As Oregon – under the advisement of community stakeholder groups – considers adding four additional reserves to the coastline, I thought I’d supply you with 5 things you should know about rockfish:
- They often go by the nickname “red snapper” at fish markets and restaurants. So, you’ve might have eaten one, whether you knew it at the time or not.
- There are 64 species of rockfish managed in the Pacific Ocean, and some have fun names like chilipepper, cowcod and bocaccio. Some species are protected because they’re overfished. But there’s also a large, federally protected Rockfish Conservation Area farther offshore, where no rockfish can be caught.
- They can live about as long as people do, and studies show that as they get older, the females produce more and more eggs.
- The groundfish trawl fishery that catches them with nets is being overhauled after decades of management that didn’t do the rockfish populations (or the fishermen, as of late) much good. Canary rockfish stocks, arguably, took the biggest hit.
- Soon, you can adopt one. That’s right.
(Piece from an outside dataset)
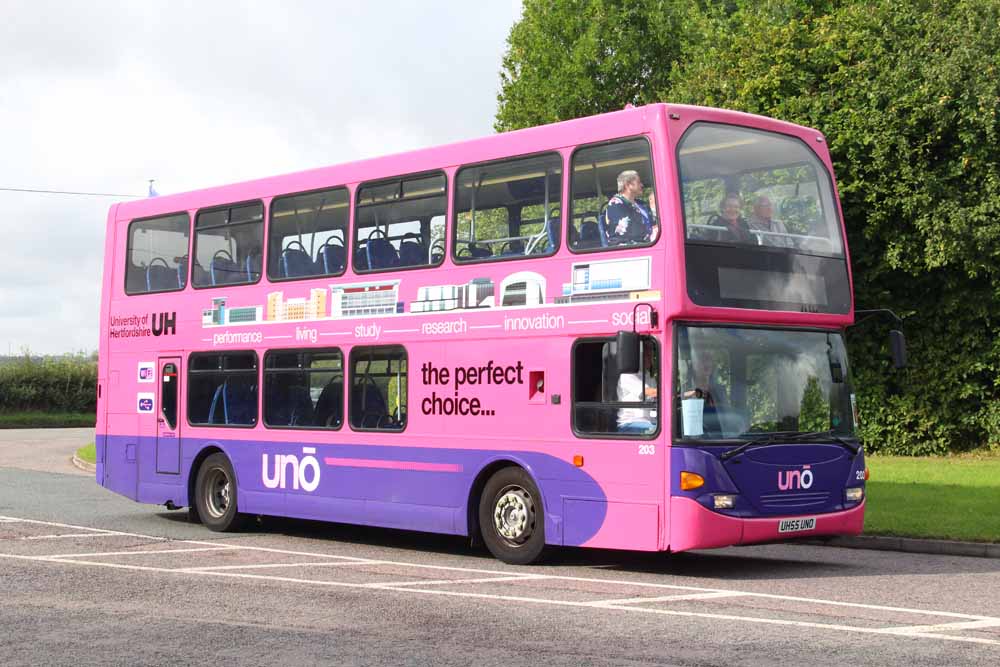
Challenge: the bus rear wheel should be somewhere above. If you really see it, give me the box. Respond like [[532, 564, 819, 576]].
[[479, 467, 547, 565], [194, 453, 245, 532]]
In one of Oregon’s two pilot marine reserves - off the coast of Port Orford at Redfish Rocks, scientist Tom Calvanese, a grad student at Oregon State University, will be inserting acoustic tracking devices into five species of rockfish. He’ll study their movements and see how much time they spend in the reserve, which will be closed to fishing July 1, 2011. Adopt one of the tagged fish, if you want, and you can support his research.